Unfortunately auto transmission failures in VW Golf’s and Jetta’s are very common at the age and miles you have on your car. Since the car isn’t worth much in a non running condition you really have no choice but to fix it. Start getting prices for new, rebuilt, and used transmissions.

Only put a used tranny in if you are going to sell the car immediately. If you plan to keep it, go for either a new or rebuilt. Don’t follow VW’s advice that their transmissions have lifetime fluid that never needs servicing. This is the main reason the VW trannys have such a short lifetime. Get you new transmission serviced every 30K miles and it will last much longer than the original.


#5

Hey Folks,
Thank you so much for the advice so far.

Re OK4450: Yes it’s an automatic, no, I don’t think any of the servicing involved the transmission fluid, but I’ll have to look through the paperwork. About 9/10 months passed between the work and the transmission death, though relatively little driving happened during that time. (No job = no more commuting.) I’m not sure the transmission is dead, I just know it started driving weird all of a sudden and my mechanic said it was dead.

The symptoms: I drove out to a doctors appointment in a burb of the city I live in. Afterwards I had to make a left turn onto a small highway/busy road and then up a fairly sustained incline. I saw my opening, entered traffic, and although I heard the engine rev I accelerated pretty slowly, even when I was practically flooring it. Kinda scary actually. It was doing that all the way to the mechanic. He took it for a spin and said it was probably the transmission. Then he put it up on the lift and opened some screw or stopper underneath the trans and let a little bit of the fluid out, which was a darkish unhealthy color. Gave me a quote for around 15 or 1600 for a rebuilt with warranty or more for a new one. Does any of that sound like it adds up to a dead transmission?

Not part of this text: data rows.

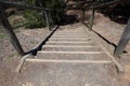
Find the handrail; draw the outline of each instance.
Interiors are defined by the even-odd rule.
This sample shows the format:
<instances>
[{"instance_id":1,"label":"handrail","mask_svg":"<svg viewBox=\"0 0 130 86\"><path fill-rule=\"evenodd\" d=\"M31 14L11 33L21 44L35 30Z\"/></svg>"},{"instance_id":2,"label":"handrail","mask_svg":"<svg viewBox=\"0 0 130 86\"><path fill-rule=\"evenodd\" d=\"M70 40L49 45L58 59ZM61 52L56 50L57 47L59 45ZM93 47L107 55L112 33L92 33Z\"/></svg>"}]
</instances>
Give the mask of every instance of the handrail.
<instances>
[{"instance_id":1,"label":"handrail","mask_svg":"<svg viewBox=\"0 0 130 86\"><path fill-rule=\"evenodd\" d=\"M109 2L106 2L106 3L102 3L102 4L99 4L99 5L92 5L92 6L82 6L82 8L72 8L72 9L66 9L66 10L92 10L92 9L99 9L99 8L103 8L103 6L107 6L107 5L112 5L112 4L115 4L115 3L120 3L120 0L114 0L114 1L109 1Z\"/></svg>"},{"instance_id":2,"label":"handrail","mask_svg":"<svg viewBox=\"0 0 130 86\"><path fill-rule=\"evenodd\" d=\"M0 0L0 3L2 3L5 6L13 6L13 8L20 8L20 9L30 9L30 10L37 10L37 11L51 11L52 9L46 9L35 5L25 5L17 2L11 2L11 1L2 1Z\"/></svg>"}]
</instances>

Hive mind: aren’t there people out there who rebuild transmissions that would be interested in buying this off me for a few thousand to fix it and flip it for a few thousand more? Where would I find them?
What could I get for it with a used/rebuilt/new transmission purring away? It’s my first car and I am sentimentally attached but finances are really tight without trabajo…
Thank you all!


#6

The trans fluid coming out dark points to a major problem. That is burnt fluid and contaminants from the transmission friction material so yes, it sounds like a dead transmission.

Odds are this problem has been coming on for a while and it reached the point where it surrendered.
For what it’s worth, automatic transmission fluid should be changed about every 30k miles at the latest. Doing this will prevent most transmission failures.

I doubt very seriously that a shop of any sort would give a couple of thousand dollars for a car like this with a failed transmission. You could ask but don’t be surprised if 500 dollars is tops.

I could not see putting a reman or new trans in and then selling it. If the car is in good shape other than the transmission problem I’d fix it if it were mine. Hope that helps.